Justifying IT investment 4: summary

By Andrew Clifford

You can justify any IT investment by measuring where you are now, modelling the benefits of making improvements, and putting an overall value on running your IT well. This seemingly simplistic approach is an effective IT management tool.

Over the past three weeks I have covered an approach for estimating the financial value of purely IT investments, often known as IT infrastructure. This method involves:

  • Using system governance to capture IT management objectives, translate these to measurable criteria, and score existing systems to get a baseline.
  • Using a model which calculates costs from the volume of IT, its relative difficulty, and unit cost.
  • Calibrating the model by estimating what reduction in IT costs you would get if you met all your objectives perfectly.

This lets you translate any IT change into a financial benefit, which you can use as the basis for justification.

This methods works because it does not look at individual changes in isolation.

When considered in isolation, it is almost impossible to answer the question "What's the benefit of an Oracle upgrade?" But it is much easier to answer the questions: "What value do we put on good IT management?" and "To what extent does keeping on current versions help IT management?" and "How much would an Oracle upgrade help us keep on current versions?" Breaking the question down lets us base the justification on the value of good IT management in general, without being dragged into specific technical details.

To summarise, this approach to justifying IT investment:

  • Estimates the financial benefit of IT investments. It shows which investments are worthwhile, and which are not. It allows purely IT investments to be compared with other business investments.
  • Provides a balanced view, across all systems and all IT management objectives.
  • Indicates which changes need to be made to which systems to achieve the predicted return. It shows (and can track) the required follow through.
  • Provides an auditable, repeatable process.
  • Can be fine tuned, by varying the basket of criteria used to calculate scores, and by varying figures for unit cost and difficulty.
  • Is flexible enough to be used for real-world scenarios, such as modelling the benefit of upgrades at the same time as an increase in the number of systems.
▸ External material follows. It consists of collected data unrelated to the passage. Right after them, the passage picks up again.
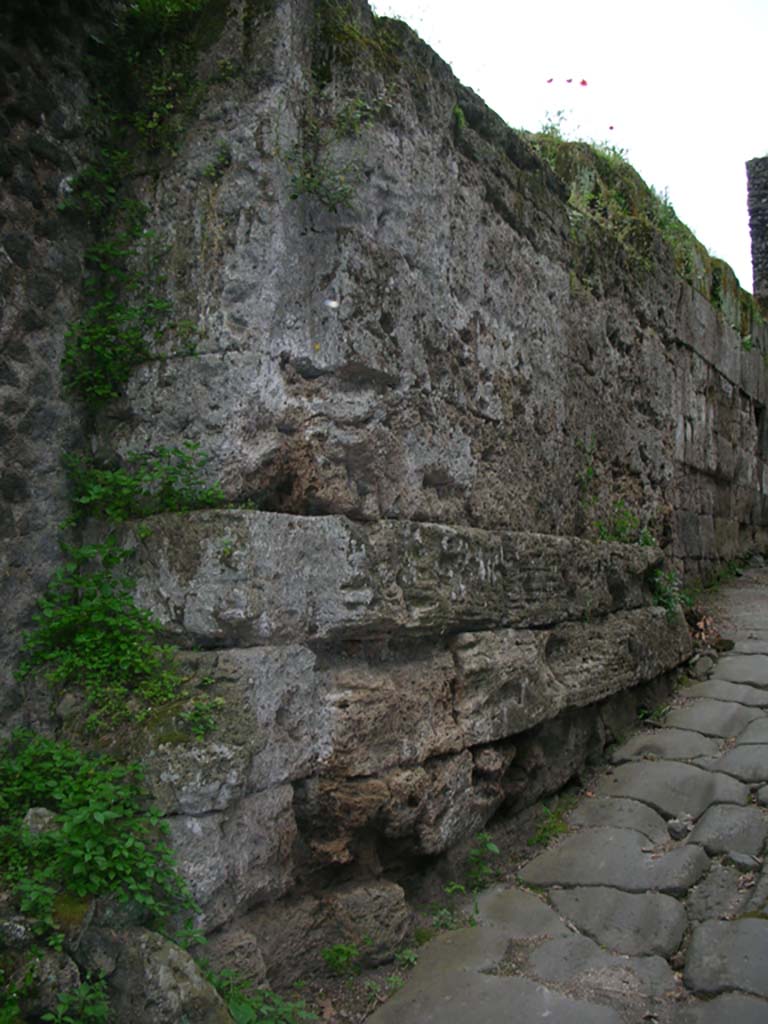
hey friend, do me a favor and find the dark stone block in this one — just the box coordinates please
[25,272,56,309]
[2,231,32,267]
[0,472,30,503]
[10,170,43,207]
[29,134,72,169]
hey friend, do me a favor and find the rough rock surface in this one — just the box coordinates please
[4,0,768,1015]
[0,0,100,725]
[78,927,231,1024]
[369,568,768,1023]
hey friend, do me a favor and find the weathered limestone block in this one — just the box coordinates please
[296,750,501,862]
[320,650,463,775]
[77,927,230,1024]
[238,880,410,987]
[453,607,692,745]
[17,951,81,1019]
[203,929,268,988]
[120,511,661,647]
[167,785,297,931]
[141,645,329,814]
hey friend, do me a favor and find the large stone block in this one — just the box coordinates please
[119,511,661,647]
[239,880,410,986]
[77,927,230,1024]
[453,607,692,745]
[168,784,297,931]
[320,649,463,775]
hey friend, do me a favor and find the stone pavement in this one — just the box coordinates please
[370,568,768,1023]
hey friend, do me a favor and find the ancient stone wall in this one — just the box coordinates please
[0,0,110,727]
[747,155,768,313]
[4,0,768,999]
[94,0,768,581]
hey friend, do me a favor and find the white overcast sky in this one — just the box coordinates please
[371,0,768,291]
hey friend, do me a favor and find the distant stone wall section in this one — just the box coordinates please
[747,156,768,312]
[0,0,105,727]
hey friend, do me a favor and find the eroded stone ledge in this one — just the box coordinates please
[117,510,662,647]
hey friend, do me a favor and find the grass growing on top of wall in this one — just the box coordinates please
[529,126,705,285]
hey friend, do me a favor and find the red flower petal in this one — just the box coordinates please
[580,79,588,86]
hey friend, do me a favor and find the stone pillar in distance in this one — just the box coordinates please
[747,156,768,314]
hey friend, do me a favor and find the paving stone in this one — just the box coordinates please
[686,862,749,922]
[687,804,768,856]
[759,785,768,807]
[400,924,510,975]
[566,796,668,843]
[685,679,768,707]
[743,864,768,914]
[610,729,720,764]
[519,827,708,895]
[674,992,768,1024]
[475,887,571,937]
[713,745,768,784]
[688,755,721,772]
[529,933,675,997]
[724,851,762,871]
[684,918,768,997]
[732,641,768,655]
[594,761,749,819]
[664,699,762,738]
[737,718,768,744]
[711,653,768,686]
[689,654,716,679]
[548,886,686,957]
[368,963,623,1023]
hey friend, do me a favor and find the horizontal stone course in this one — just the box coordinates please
[118,510,669,649]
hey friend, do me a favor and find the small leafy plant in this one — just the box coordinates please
[0,732,195,944]
[466,832,500,892]
[204,965,317,1023]
[62,226,172,408]
[320,943,360,977]
[17,537,182,728]
[595,500,655,545]
[394,948,418,969]
[41,975,110,1023]
[528,794,578,847]
[65,442,224,523]
[180,697,225,739]
[650,568,693,617]
[203,142,233,181]
[638,703,670,723]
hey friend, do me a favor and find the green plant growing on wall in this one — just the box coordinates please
[321,943,360,977]
[202,141,233,181]
[0,732,195,946]
[595,500,655,545]
[65,442,225,523]
[650,568,693,618]
[452,103,466,135]
[62,221,173,408]
[575,434,598,506]
[41,975,110,1024]
[311,0,401,88]
[284,93,387,211]
[17,538,182,729]
[287,150,357,211]
[180,696,225,739]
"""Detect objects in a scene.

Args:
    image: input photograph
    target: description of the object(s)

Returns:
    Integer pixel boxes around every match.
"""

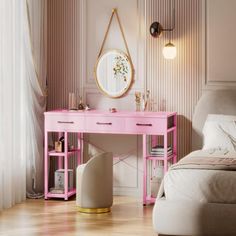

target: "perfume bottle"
[141,94,146,111]
[135,91,141,111]
[146,90,150,111]
[69,92,77,110]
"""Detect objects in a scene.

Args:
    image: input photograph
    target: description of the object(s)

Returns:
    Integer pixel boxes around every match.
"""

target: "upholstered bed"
[153,90,236,236]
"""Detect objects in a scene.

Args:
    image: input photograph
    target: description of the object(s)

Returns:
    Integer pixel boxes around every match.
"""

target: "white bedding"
[164,150,236,203]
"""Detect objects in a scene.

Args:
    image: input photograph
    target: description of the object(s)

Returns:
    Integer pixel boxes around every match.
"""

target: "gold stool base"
[77,207,111,214]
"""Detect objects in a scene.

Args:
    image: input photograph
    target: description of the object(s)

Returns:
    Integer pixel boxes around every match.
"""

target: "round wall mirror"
[95,49,134,98]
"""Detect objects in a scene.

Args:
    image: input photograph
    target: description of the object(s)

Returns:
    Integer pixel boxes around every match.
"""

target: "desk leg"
[143,134,147,206]
[77,133,80,166]
[77,133,83,165]
[152,135,157,169]
[164,133,168,173]
[58,132,63,169]
[173,115,177,164]
[44,131,48,199]
[81,133,84,164]
[64,132,68,200]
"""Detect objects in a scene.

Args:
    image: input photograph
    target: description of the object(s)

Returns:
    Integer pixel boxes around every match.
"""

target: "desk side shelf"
[47,188,76,199]
[142,113,177,206]
[146,154,177,161]
[48,149,80,157]
[44,131,82,200]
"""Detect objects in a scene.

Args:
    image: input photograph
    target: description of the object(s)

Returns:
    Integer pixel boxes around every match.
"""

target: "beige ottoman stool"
[76,152,113,213]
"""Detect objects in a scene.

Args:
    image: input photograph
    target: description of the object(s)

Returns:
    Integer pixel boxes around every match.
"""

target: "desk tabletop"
[44,109,177,118]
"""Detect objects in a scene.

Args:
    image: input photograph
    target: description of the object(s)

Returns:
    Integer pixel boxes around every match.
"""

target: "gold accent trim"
[97,8,133,62]
[77,207,111,214]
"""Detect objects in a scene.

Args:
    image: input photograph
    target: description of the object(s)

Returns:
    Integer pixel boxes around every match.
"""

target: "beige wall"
[202,0,236,89]
[47,0,201,196]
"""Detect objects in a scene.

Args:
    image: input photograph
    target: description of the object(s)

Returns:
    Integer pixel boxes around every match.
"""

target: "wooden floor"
[0,196,156,236]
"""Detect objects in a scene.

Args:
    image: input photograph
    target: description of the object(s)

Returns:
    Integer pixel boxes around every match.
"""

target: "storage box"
[54,169,73,190]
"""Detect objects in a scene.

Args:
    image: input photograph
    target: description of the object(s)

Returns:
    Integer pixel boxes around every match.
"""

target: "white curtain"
[25,0,47,197]
[0,0,46,210]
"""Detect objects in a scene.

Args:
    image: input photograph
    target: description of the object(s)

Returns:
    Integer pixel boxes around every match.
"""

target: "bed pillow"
[202,114,236,151]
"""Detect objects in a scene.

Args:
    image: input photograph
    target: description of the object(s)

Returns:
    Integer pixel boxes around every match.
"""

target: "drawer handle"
[96,122,112,126]
[136,123,152,127]
[57,121,74,124]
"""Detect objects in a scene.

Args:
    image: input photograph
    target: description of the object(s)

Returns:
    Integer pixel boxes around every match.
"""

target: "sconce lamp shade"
[162,42,176,59]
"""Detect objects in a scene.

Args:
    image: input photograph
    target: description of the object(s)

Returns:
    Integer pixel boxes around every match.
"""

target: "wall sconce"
[149,0,176,59]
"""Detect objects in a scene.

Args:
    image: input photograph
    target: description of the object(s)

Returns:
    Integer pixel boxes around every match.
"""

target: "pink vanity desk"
[44,110,177,204]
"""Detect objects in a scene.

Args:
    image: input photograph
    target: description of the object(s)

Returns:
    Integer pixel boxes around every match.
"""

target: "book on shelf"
[150,151,173,157]
[150,145,173,156]
[151,145,172,151]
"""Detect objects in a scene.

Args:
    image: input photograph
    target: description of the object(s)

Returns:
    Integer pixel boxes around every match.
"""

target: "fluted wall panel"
[47,0,80,110]
[146,0,201,159]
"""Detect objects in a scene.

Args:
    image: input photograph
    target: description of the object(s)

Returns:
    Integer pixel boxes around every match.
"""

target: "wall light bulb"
[162,42,176,59]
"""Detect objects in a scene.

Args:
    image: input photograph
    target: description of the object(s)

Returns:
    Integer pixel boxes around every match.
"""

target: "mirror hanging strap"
[98,8,133,67]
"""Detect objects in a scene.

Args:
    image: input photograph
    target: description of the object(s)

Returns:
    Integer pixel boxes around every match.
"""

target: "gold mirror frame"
[94,49,134,98]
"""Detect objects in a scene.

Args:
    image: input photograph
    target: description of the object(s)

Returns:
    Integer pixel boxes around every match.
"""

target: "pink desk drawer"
[45,115,84,132]
[125,118,167,134]
[85,117,125,133]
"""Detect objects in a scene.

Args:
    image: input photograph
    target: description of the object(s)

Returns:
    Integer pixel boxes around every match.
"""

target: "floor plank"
[0,196,157,236]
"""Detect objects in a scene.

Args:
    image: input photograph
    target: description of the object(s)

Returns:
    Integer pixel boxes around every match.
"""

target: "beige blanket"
[170,156,236,171]
[157,150,236,203]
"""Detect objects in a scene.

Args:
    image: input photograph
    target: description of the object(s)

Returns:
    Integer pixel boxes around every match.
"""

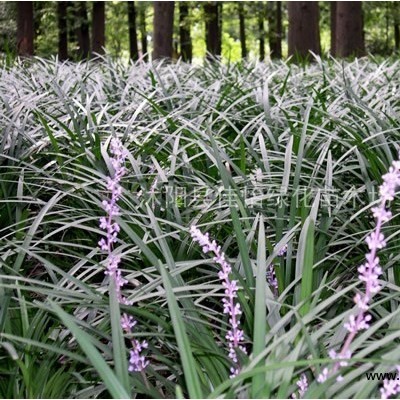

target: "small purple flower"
[317,367,329,383]
[99,138,148,373]
[267,244,287,295]
[190,225,246,377]
[292,374,308,398]
[381,367,400,399]
[277,244,288,257]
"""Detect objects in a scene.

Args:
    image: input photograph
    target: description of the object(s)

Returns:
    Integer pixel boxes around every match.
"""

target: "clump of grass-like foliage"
[1,55,400,398]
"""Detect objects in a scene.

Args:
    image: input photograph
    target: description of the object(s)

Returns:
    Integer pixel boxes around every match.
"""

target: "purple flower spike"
[99,138,148,373]
[318,158,400,384]
[190,226,246,377]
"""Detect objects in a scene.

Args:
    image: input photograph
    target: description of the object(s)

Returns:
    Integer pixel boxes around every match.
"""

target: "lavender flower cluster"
[99,137,148,373]
[317,159,400,392]
[190,226,247,377]
[292,374,308,399]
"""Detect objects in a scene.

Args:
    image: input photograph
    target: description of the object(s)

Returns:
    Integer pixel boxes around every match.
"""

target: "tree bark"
[238,2,246,59]
[153,1,174,60]
[394,2,400,52]
[335,2,365,57]
[258,5,265,61]
[275,1,282,58]
[17,1,34,56]
[139,3,148,60]
[268,1,282,59]
[288,1,320,59]
[127,1,139,60]
[204,1,222,59]
[57,1,68,60]
[179,2,192,62]
[330,1,336,56]
[92,2,105,56]
[75,2,90,59]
You can not be sure that an individual investment will pay back. A lot of IT investment is a bet, that by spending money now you will not have to spend more money later. But overall we know that there is a value to managing IT well. This method helps you translate the overall value into a benefit case for individual investments. Where investment is a bet, this method tells you the odds.

The method is not perfect, but it is understandable, rational, and directionally correct. It is far superior to waiting for disasters to happen. It is more honest than tacking IT infrastructure investment onto business projects. It allows IT to present a case for the work we know needs to be done, but can not otherwise make a case to do. It gives us the tool we need to manage our IT proactively, and to stop it slipping into unsupportable legacy.